Neste cenário em que a IA está em praticamente tudo, há vários riscos. O primeiro é o perigo da própria existência dela.
“Uma coisa que me chama a atenção é o treinamento, que pode reescrever a história. No caso da DeepSeek, ele dá uma resposta evasiva quando perguntado sobre o evento de Tianjament Square, como se não tivesse acontecido, por exemplo. Então há aqui uma questão crítica que é acreditar nas respostas que eles dão e isso se tornar verdade daqui para frente”, destaca Barreto.
Do outro lado, Igreja lembra que também há riscos envolvidos em não desenvolver plataformas assim. Ele lembra que Brasil não é – nem de longe – um protagonista no setor e está muito distante dos líderes, o que pode deixar o país em um cenário complicado lá na frente.
“O grande risco é que, para variar, o Brasil está atrasado. Aconteceu o mesmo com o telecom, com computadores, com a internet, se repetiu com 3G, 4G, 5G. Isso indica que, em alguma medida, o Brasil não aprendeu com esse atraso e demora ao longo dos anos”, aponta.
O que impede o Brasil de desenvolver uma IA própria?
Como já era claro e ficou ainda mais evidente com a DeepSeek, soluções de inteligência artificial já podem ser encaradas como questões de segurança nacional. Afinal de contas, é perigoso depender de ferramentas que podem utilizar dados sensíveis para serem treinadas.

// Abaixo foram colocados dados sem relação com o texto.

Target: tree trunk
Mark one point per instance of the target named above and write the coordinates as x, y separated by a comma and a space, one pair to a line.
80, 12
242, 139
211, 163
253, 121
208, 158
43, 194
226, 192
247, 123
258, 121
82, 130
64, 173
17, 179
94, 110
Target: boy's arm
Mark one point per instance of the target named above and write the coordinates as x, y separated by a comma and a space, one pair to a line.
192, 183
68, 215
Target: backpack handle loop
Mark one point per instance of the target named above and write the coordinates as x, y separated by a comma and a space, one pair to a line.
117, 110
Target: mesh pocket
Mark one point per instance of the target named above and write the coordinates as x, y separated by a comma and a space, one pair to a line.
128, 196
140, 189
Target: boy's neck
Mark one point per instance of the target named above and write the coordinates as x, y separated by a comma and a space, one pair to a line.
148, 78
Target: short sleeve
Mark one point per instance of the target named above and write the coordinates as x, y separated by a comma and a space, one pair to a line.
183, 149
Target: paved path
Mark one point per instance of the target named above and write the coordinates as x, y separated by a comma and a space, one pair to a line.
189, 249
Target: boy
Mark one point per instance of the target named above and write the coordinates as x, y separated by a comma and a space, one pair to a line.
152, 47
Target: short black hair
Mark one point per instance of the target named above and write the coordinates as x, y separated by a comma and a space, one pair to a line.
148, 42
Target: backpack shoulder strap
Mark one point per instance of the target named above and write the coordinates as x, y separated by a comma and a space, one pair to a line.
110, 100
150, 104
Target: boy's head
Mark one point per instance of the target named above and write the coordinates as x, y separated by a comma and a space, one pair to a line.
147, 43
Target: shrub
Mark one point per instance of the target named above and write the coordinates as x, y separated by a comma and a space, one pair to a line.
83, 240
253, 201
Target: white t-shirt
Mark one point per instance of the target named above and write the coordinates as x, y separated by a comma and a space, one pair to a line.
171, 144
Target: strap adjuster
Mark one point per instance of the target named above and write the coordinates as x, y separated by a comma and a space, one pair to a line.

Contudo, ao pensarmos em como o Brasil poderia pensar em desenvolver sua própria tecnologia, várias barreiras surgem pelo caminho. Primeiro, o país ao menos tem leis próprias que regulam o tema.
O Marco Legal da Inteligência Artificial (PL 2338/2023) foi aprovado no Senado no final do ano passado e agora está em tramitação na Câmara dos Deputados, sem previsão de votação. Arthur Igreja diz que as regras têm um “papel central”, já que define toda a legislação de determinado tema.
Uma Inteligência Artificial própria já pode ser considerada uma questão de soberania nacional. (Imagem: Grok/Inteligência Artificial)
O professor Marcos Barreto diz que se levarmos em consideração os valores anunciados para o desenvolvimento da DeepSeek, dinheiro também não seria um problema. Contudo, ele alega que outra dificuldade para o Brasil é que não há dados suficientes para o treinamento dos modelos de IA.
“Mas a gente precisa ter um mercado. Se não tivermos um uso dessa IA Brasileira que se justifique, eu entendo que fica sem sentido [desenvolver uma IA. O fato é que precisa que a iniciativa se sustente economicamente. Precisamos pensar em tecnologias que sirvam ao Brasil e usar nosso tempo para fazer outras coisa”, destaca.
Brasil já tem iniciativas do setor privado
Enquanto se debatem soluções governamentais, o Brasil já tem iniciativas privadas. Dentre elas está a Amazônia IA, um modelo lançado em julho de 2024 pela WideLabs, que é uma empresa brasileira de Inteligência Artificial Aplicada.
Em entrevista ao TecMundo, Beatriz Ferrareto, Partner & Chief of Business Development da WideLabs, comenta que esse trabalho de se pensar numa IA própria deve ser uma prioridade.
“O Ministério da Ciência, Tecnologia e Inovação desempenha um papel fundamental ao incentivar projetos que reduzam nossa dependência de soluções estrangeiras e fortaleçam uma IA brasileira que reflita nossos interesses, garantindo soberania digital e competitividade internacional. O Brasil não pode se limitar ao consumo de tecnologias externas; é essencial que também seja protagonista na sua criação”, defende.
A Amazônia IA é gratuita, assim como outros serviços de IA generativa. (Imagem: Carlos Palmeira/TecMundo)
“O verdadeiro desafio está em fortalecer esse ecossistema, garantindo investimentos contínuos e políticas públicas que incentivem a evolução da IA nacional. Somente assim o Brasil poderá consolidar sua independência tecnológica e competir globalmente com soluções alinhadas com seus interesses estratégicos”, acrescenta.